Prairies : une complémentarité de fonction et d’usages - Le Point Vétérinaire.fr

Prairies : une complémentarité de fonction et d’usages

Clothilde Barde

| 04.10.2022 à 15:00:00 |
© wingmar

Au-delà de leur seule valeur agronomique, la biodiversité des prairies est un réel atout pour répondre aux défis du changement climatique ou de la transition agroécologique indique un rapport publié par l'Inrae (Institut National de la recherche agronomique et de l'environnement) le 20 septembre 2022.

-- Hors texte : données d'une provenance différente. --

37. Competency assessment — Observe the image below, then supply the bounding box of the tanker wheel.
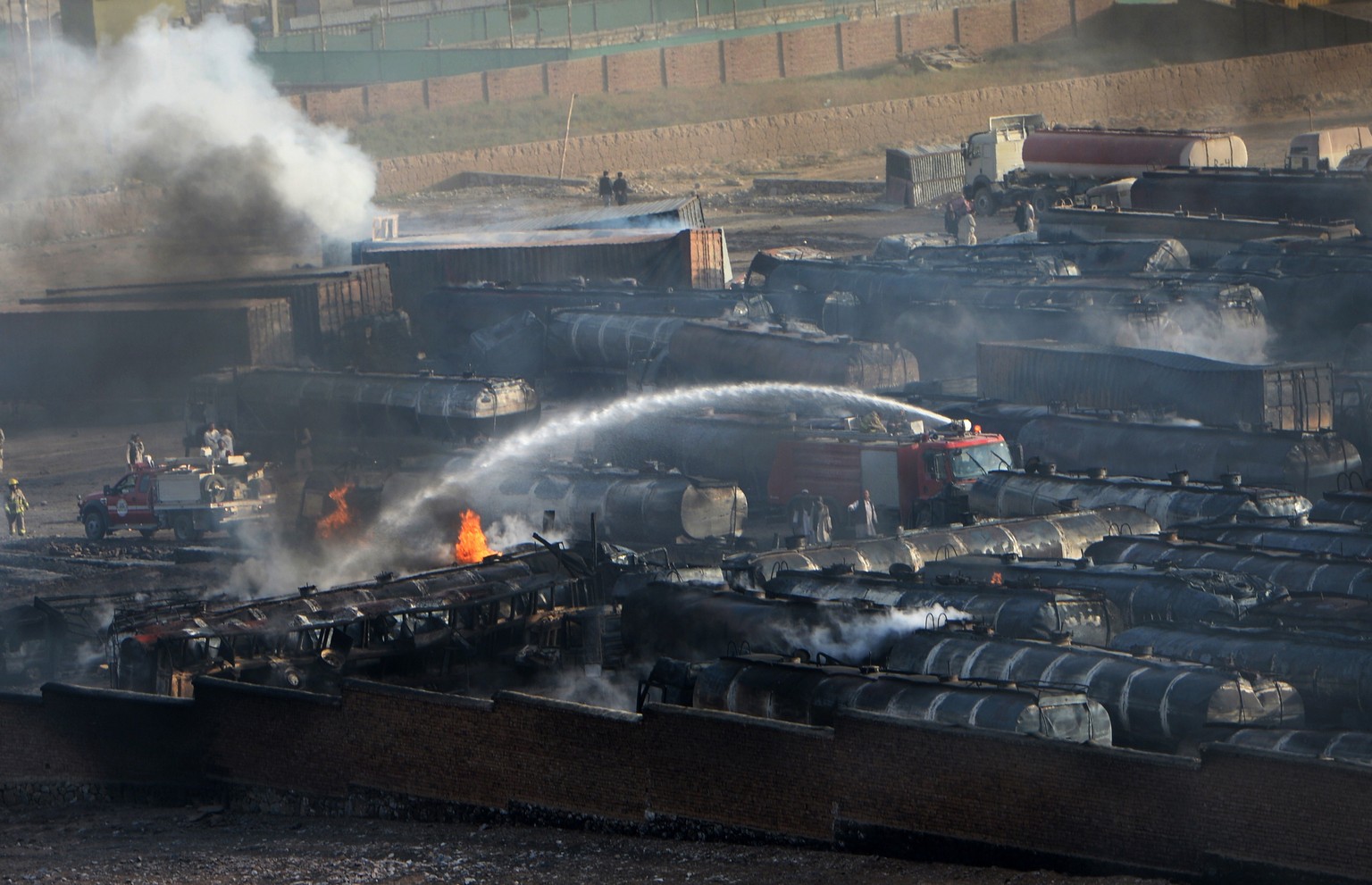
[971,185,999,218]
[172,513,205,540]
[81,511,108,540]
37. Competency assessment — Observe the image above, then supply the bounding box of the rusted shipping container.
[883,144,967,205]
[354,228,732,309]
[977,340,1334,432]
[0,297,295,405]
[548,312,919,389]
[38,265,395,365]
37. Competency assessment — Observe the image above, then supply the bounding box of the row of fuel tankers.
[620,471,1372,764]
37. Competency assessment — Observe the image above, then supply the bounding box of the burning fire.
[314,483,353,538]
[453,511,495,563]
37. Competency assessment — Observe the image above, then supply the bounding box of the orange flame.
[314,483,353,538]
[453,511,495,563]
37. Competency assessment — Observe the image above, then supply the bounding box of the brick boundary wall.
[377,44,1372,196]
[8,680,1372,882]
[289,0,1372,126]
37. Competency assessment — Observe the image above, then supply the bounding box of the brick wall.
[305,88,366,126]
[724,34,781,82]
[8,680,1372,881]
[838,18,900,70]
[486,64,543,103]
[955,3,1016,52]
[377,44,1372,195]
[663,43,724,89]
[364,79,424,117]
[425,74,486,110]
[900,10,958,52]
[546,56,605,99]
[1014,0,1072,43]
[781,25,838,77]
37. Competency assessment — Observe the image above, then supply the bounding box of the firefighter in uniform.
[4,478,29,535]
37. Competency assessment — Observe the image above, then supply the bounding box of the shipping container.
[354,228,732,310]
[977,340,1334,432]
[34,265,395,365]
[0,297,295,416]
[883,144,967,207]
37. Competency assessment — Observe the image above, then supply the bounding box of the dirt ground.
[0,806,1167,885]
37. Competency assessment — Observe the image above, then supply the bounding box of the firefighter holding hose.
[4,478,29,537]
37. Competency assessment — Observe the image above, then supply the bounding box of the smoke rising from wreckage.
[8,12,1372,869]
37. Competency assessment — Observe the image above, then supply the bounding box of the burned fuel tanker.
[645,655,1110,747]
[723,507,1158,589]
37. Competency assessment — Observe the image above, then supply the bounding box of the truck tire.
[81,507,110,540]
[1029,188,1058,218]
[971,184,1000,218]
[172,513,205,540]
[200,473,230,504]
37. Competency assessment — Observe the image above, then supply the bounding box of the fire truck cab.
[767,420,1013,529]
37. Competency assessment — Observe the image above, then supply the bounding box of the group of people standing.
[596,169,628,205]
[786,488,877,543]
[944,188,1039,239]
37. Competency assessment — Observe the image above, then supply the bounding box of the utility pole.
[557,92,576,181]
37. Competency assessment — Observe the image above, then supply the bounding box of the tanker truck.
[963,114,1249,215]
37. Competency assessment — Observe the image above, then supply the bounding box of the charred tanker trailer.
[110,550,617,697]
[1111,617,1372,729]
[185,369,542,455]
[886,630,1305,752]
[1015,416,1362,498]
[967,471,1310,529]
[1087,537,1372,599]
[381,460,748,547]
[765,571,1126,647]
[723,507,1158,589]
[677,655,1110,747]
[548,312,919,389]
[977,342,1334,432]
[919,555,1285,630]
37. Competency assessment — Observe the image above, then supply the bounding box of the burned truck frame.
[110,552,615,697]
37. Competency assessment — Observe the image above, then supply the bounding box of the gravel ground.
[0,804,1165,885]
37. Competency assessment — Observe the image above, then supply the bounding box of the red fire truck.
[77,455,276,540]
[767,422,1013,529]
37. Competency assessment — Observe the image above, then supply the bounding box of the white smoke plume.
[783,604,971,664]
[0,16,376,248]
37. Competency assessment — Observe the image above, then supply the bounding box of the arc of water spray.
[319,383,952,572]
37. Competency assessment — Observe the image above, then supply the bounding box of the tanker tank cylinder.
[886,630,1305,752]
[723,506,1160,589]
[691,655,1111,747]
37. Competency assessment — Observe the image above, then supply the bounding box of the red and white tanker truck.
[962,114,1249,215]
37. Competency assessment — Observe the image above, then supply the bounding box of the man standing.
[848,488,877,538]
[958,213,977,246]
[123,434,146,471]
[200,422,220,458]
[4,478,29,537]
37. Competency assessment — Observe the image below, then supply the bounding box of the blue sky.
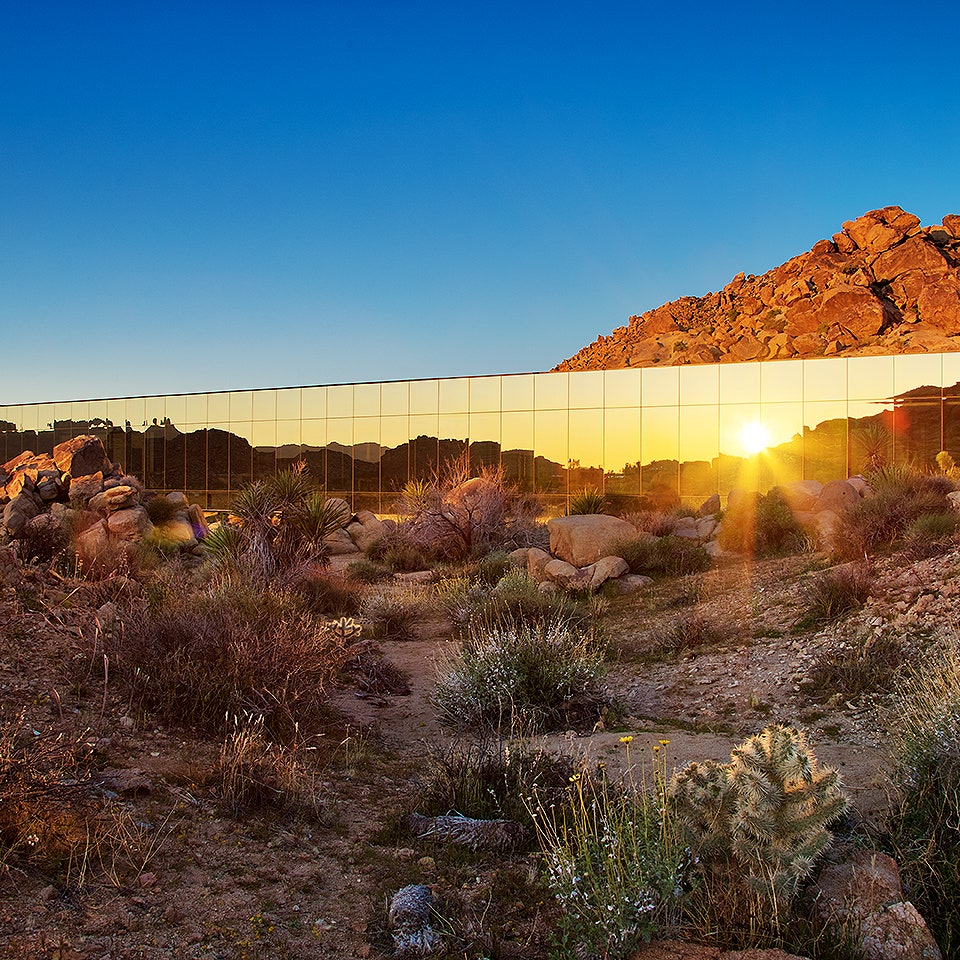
[0,0,960,404]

Les prairies semi-naturelles à flore diversifiée ont un grand intérêt pour leur souplesse d’exploitation, leur appétence, leur contribution à la valeur organoleptique et technologique des produits animaux (fromage, lait, viande), mais également pour leur impact sur la santé des animaux et des humains, indique un communiqué de l'Inrae du 20 septembre 2022. Selon les chercheurs, "de plus en plus de travaux scientifiques et d’études techniques ont montré que la vision de la valeur d’une prairie ne doit pas uniquement être centrée sur le rendement fourrager annuel ou la densité énergétique et protéique de l’herbe". Ainsi, comme ils l'ont indiqué, les écosystèmes avec une forte diversité taxonomique présentent une meilleure efficience d’utilisation des ressources (eau, minéraux, lumière) ainsi qu'une résilience, du fait de la complémentarité des stratégies des espèces qui les composent. Cette propriété est particulièrement importante pour les éleveurs du point de vue du maintien de la fonction de production.

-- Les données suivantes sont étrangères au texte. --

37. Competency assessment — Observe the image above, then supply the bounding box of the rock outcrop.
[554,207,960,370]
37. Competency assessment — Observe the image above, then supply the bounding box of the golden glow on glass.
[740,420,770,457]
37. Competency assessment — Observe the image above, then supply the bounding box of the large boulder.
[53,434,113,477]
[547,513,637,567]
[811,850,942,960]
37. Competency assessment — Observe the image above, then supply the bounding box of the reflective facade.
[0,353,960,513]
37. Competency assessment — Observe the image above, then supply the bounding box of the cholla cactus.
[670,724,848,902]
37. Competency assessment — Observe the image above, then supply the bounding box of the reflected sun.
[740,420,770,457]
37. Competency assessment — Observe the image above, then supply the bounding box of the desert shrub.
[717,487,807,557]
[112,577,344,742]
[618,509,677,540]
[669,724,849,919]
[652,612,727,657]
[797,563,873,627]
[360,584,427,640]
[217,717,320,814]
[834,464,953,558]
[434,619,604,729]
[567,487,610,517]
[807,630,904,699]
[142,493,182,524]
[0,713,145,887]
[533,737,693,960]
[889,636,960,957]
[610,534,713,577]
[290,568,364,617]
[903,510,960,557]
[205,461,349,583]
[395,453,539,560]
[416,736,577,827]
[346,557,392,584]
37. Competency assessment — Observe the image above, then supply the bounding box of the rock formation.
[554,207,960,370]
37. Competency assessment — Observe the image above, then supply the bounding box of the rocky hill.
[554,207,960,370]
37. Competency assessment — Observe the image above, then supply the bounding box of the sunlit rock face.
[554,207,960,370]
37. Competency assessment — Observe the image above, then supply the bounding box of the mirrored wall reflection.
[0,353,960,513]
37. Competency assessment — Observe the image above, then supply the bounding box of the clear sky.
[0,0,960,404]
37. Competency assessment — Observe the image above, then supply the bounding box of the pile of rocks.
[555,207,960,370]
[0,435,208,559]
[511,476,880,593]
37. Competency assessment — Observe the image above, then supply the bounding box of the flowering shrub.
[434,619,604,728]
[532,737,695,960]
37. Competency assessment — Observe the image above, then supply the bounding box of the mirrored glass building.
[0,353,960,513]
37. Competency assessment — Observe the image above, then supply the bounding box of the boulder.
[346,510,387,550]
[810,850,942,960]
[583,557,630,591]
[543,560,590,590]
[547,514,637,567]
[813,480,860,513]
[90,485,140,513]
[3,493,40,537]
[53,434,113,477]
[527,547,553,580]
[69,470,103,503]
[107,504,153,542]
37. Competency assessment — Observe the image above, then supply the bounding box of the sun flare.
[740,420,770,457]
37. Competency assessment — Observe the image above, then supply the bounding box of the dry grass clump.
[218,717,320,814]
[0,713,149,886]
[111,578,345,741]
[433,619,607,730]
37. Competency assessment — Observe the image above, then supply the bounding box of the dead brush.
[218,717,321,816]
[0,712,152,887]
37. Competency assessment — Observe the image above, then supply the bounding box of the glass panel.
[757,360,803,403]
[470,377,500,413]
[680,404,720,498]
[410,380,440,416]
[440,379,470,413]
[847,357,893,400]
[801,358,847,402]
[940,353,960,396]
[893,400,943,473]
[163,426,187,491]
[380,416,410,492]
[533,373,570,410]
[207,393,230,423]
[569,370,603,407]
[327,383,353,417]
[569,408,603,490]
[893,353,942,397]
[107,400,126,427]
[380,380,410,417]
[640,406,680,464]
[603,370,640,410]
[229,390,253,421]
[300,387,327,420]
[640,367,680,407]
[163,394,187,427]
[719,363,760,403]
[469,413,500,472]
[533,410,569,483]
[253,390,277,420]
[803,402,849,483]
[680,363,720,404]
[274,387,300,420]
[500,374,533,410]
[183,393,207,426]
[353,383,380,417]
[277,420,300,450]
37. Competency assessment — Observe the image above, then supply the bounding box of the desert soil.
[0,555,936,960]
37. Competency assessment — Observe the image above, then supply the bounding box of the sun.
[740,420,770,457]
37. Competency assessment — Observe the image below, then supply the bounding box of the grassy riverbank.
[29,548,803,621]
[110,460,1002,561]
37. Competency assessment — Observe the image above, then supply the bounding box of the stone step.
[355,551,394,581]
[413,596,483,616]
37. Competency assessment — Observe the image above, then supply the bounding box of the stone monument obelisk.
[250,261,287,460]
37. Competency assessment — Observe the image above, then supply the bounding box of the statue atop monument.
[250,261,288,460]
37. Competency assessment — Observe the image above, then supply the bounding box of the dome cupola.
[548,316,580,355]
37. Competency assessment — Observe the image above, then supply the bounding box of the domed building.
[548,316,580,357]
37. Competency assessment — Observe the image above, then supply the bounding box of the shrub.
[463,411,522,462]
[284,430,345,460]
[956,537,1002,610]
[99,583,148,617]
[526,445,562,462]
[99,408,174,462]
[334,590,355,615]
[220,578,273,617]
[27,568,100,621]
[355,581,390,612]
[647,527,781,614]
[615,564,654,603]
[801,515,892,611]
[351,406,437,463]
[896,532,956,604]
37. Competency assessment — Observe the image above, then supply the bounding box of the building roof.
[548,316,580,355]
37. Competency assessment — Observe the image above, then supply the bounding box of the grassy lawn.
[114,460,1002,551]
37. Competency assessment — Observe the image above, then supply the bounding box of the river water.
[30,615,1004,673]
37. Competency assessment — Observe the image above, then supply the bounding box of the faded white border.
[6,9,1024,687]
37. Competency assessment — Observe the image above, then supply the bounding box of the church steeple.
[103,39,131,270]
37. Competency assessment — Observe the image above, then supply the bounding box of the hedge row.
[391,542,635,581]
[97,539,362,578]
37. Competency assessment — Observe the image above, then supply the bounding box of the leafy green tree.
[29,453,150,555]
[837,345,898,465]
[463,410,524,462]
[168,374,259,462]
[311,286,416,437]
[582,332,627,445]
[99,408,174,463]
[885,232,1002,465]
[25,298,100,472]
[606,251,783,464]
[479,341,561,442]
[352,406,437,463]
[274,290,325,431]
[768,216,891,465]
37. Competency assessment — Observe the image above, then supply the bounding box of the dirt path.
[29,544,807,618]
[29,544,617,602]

A chaque type de prairie sa spécificité

Or, l'éleveur joue un rôle essentiel pour maintenir la diversité des prairies. D'une façon générale, selon les chercheurs, "la pérennité d’une prairie et le maintien de ses fonctionnalités, seront d’autant plus importantes qu’il y a une bonne adéquation entre la communauté végétale, le milieu et la gestion des surfaces (fertilisation, chargement)". Comme ils l'ont indiqué, dans le cas des prairies temporaires, l’enjeu est de maintenir le plus longtemps possible l’équilibre du mélange implanté avec un potentiel fourrager (quantité et qualité) important, en adéquation avec les conditions du milieu et la fonction d’alimentation du troupeau attendue. Pour les prairies permanentes (semi-naturelles), dont la gestion est généralement plus extensive, l’enjeu est de maintenir un bon fonctionnement global de l’écosystème et de maintenir la plus grande biodiversité possible. 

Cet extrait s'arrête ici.